To convince the political leaders, it was necessary at least to promise an energy miracle worthy of the multiplication of the loaves. “This is the sledgehammer aargument,”  Thiéry Pierre, a plasma physicist at the Centre National de la Recherche Scientifique, told Reporterre. He is very skeptical about the possibility of confining a thermonuclear plasma. “Imagine scientists, crowned with the prestige of theoretical physics, explaining to Jacques Chirac that energy can be multiplied by ten: he writes the check right away!”

Today, the people involved in fusion have all the less interest in disappointing their interlocutors as the costs keep doubling. In 2000, ITER was supposed to cost 4.5 billion euros. In 2006, the year in which the ITER Agreement was ratified by Jacques Chirac, the total cost (construction, operation and decommissioning) was estimated at 10 billion euros. The ITER organization today says the cost is 22 billion Euros but Laban Coblentz admits “this excludes operating costs and decommissioning.”

Even more, it is all the more false to quantify the cost of the project at 22 billion euros since, according to the ITER Agreement, the European Union contributes to the project up to 45.6% of the total amount, yet the EU has allocated 20 billion euros until 2035. According to this agreement, the other six partner countries contribute the rest of the cost through in-kind contributions: the supply of all these unique very high-tech components, always from public funds. The construction cost would therefore be around, according to physicist Thiéry Pierre, “44 billion euros,” which led him to send a note to the management of the National Center for Scientific Research (CNRS), asking to put an end to this disinformation “which risks casting permanent discredit on plasma physics.”

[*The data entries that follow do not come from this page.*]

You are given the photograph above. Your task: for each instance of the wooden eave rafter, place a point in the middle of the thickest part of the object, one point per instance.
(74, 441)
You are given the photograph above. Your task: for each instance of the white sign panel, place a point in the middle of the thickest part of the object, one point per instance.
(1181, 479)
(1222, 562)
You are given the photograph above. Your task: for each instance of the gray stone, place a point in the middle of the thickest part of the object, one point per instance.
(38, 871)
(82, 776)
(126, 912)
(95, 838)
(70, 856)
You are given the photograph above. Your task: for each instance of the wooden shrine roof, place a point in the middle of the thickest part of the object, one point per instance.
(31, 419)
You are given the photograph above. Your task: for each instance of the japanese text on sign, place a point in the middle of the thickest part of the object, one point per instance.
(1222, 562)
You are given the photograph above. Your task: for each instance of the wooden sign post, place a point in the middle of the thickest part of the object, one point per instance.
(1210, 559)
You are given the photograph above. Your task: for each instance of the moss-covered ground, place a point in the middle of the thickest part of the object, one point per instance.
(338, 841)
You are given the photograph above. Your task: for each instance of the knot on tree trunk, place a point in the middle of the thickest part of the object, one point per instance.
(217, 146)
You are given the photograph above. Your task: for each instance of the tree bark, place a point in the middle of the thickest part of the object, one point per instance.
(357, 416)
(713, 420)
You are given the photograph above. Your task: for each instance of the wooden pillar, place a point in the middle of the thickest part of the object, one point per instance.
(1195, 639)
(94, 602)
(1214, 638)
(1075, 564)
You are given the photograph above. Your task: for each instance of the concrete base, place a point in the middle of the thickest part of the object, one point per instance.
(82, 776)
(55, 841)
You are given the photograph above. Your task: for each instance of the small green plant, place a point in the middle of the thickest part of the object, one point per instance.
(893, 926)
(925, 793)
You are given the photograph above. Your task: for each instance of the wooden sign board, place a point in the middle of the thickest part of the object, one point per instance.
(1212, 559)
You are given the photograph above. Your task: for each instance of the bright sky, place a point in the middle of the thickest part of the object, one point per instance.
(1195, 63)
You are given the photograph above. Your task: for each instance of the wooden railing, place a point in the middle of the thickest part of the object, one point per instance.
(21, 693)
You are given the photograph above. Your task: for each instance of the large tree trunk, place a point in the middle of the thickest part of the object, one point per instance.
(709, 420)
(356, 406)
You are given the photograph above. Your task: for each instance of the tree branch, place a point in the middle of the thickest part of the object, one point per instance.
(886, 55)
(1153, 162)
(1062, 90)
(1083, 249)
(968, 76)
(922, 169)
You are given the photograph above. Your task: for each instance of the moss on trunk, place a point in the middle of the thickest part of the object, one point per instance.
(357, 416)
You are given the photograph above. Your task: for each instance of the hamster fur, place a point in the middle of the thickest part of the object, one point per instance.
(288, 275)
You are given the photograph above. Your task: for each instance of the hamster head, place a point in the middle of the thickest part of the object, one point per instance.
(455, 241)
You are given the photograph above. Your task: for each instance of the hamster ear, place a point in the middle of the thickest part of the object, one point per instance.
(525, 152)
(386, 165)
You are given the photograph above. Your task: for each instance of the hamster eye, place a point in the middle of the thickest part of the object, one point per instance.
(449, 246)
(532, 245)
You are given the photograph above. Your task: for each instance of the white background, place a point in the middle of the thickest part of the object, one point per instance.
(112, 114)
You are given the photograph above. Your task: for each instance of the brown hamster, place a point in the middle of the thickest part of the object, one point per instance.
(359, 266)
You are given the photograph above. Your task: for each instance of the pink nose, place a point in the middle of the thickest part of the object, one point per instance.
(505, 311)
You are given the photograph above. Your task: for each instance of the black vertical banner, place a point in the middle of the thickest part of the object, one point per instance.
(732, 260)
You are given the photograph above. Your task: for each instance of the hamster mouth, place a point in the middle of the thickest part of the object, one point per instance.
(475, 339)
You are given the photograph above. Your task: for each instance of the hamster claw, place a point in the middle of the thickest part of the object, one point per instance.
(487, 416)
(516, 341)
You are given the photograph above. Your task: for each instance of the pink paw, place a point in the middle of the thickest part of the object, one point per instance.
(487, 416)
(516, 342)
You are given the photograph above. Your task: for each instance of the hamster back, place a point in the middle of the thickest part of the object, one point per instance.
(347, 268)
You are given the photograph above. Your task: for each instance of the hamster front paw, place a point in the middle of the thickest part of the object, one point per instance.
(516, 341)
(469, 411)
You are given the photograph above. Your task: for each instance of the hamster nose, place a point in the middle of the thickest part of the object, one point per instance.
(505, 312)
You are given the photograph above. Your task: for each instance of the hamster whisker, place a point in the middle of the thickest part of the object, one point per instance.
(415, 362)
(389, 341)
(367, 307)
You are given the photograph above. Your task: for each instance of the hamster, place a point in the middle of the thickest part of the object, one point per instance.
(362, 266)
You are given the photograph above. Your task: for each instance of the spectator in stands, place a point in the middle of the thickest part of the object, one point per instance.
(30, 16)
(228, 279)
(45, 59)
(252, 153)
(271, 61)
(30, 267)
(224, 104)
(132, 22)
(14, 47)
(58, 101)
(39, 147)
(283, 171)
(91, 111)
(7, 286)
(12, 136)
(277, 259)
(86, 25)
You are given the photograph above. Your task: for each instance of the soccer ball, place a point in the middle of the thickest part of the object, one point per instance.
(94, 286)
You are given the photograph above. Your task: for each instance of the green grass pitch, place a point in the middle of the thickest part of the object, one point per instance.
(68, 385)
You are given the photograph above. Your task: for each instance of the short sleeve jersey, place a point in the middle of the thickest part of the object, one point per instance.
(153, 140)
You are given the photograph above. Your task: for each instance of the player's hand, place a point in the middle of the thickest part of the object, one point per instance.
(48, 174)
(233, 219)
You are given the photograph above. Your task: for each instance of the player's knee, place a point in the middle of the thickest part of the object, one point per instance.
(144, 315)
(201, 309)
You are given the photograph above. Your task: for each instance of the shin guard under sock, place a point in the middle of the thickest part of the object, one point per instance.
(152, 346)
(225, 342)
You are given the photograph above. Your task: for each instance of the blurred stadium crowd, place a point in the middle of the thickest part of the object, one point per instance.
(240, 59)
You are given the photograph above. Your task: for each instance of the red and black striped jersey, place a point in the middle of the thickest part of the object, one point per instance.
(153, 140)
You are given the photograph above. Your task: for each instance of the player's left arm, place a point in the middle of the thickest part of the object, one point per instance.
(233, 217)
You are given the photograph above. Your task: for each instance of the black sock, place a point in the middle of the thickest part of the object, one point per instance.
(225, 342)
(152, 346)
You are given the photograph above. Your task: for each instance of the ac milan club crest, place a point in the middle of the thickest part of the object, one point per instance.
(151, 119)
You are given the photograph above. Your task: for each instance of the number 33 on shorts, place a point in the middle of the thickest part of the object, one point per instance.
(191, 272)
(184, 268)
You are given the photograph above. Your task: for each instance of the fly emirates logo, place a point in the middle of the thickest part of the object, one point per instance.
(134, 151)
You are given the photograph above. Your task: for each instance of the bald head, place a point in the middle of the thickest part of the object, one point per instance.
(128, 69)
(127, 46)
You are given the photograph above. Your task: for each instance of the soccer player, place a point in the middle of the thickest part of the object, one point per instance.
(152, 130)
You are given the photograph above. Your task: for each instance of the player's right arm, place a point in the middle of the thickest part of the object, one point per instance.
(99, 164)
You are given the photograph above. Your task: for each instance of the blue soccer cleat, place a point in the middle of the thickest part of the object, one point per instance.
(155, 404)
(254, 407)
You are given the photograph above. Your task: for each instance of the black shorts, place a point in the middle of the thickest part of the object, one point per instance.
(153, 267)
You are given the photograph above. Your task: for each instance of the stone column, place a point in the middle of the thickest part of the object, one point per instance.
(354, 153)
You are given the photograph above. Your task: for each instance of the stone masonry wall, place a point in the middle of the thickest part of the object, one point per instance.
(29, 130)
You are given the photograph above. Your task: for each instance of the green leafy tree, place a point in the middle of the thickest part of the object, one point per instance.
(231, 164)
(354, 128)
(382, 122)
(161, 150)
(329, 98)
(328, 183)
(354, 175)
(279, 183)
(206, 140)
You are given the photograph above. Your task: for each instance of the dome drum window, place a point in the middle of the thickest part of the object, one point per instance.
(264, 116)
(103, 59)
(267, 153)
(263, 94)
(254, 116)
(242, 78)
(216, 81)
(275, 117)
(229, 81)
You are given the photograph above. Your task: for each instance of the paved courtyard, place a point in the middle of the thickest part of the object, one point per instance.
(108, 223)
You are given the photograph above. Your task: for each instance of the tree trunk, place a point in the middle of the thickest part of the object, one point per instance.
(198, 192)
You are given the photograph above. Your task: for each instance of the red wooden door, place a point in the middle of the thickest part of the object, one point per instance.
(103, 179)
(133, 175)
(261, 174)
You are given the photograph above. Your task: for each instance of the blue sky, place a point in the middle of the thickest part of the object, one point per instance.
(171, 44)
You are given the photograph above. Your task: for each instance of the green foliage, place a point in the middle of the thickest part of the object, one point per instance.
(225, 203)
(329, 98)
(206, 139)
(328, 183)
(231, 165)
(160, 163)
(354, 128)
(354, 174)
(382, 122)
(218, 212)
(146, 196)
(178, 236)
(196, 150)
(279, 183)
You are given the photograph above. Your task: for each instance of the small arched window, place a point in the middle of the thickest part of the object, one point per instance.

Finally, by adding the billions needed to run the experiments and deal with a massive volume of decommissioning waste, the U.S. Department of Energy may have been more realistic in estimating the total cost of ITER at 65 billion dollars (approximately 54 billion euros). Apart from the International Space Station, it is the most expensive scientific experiment in human history.


Reporterre Notes:
  1. The fusion that will take place in ITER is called “thermonuclear.” By heating, it accelerates deuterium and tritium nuclei so as to make them overcome electrostatic repulsion and to fuse them, which emits very energetic neutrons. Heating takes place in different stages. First, gaseous fuel is introduced into the tokamak and electricity passes through the large central magnet, which itself sends a current through the gas. This is ohmic heating, which works on the principle of  resistance and which makes it possible to reach the temperature of 20 million degrees Celsius. Second, two complementary heating techniques are introduced to reach 150 million degrees: neutral particles are injected into the plasma, giving it energy and two sources of high frequency electromagnetic waves are activated.
  2. “Nuclear fusion: energy in abundance,” The scientific method, France Culture, June 12, 2019.
  3. For example, in the JETtokamak in England and the West tokamak at the CEA in Cadarache. And more recent announcements from Korea ( KSTAR ) and China (East).
  4. Report of the public debate on ITER in Provence, National Commission for Public Debate, 2006, p. 43.
  5. ITER en Provence, National Commission for Public Debate, Cahier 1, 2006, p. 23.
New Energy Times Notes:

N1. According to plasma physicist Daniel Jassby, a “tokamak large enough to contain the energy” as the limitation for the duration of experiments is nonsense. Jassby says that the primary limitation is because of the maximum duration of the toroidal current. With reactor designs that did not use superconducting coils, the secondary reason was because of potentially excessive heating of the magnetic field coils, which would have caused them to melt. A tertiary limitation is the challenge to remove, not contain, the heat produced in fusion reactors.

N2. Switzerland and England are no longer partner nations to the ITER project and the number of partner countries has been corrected in this version.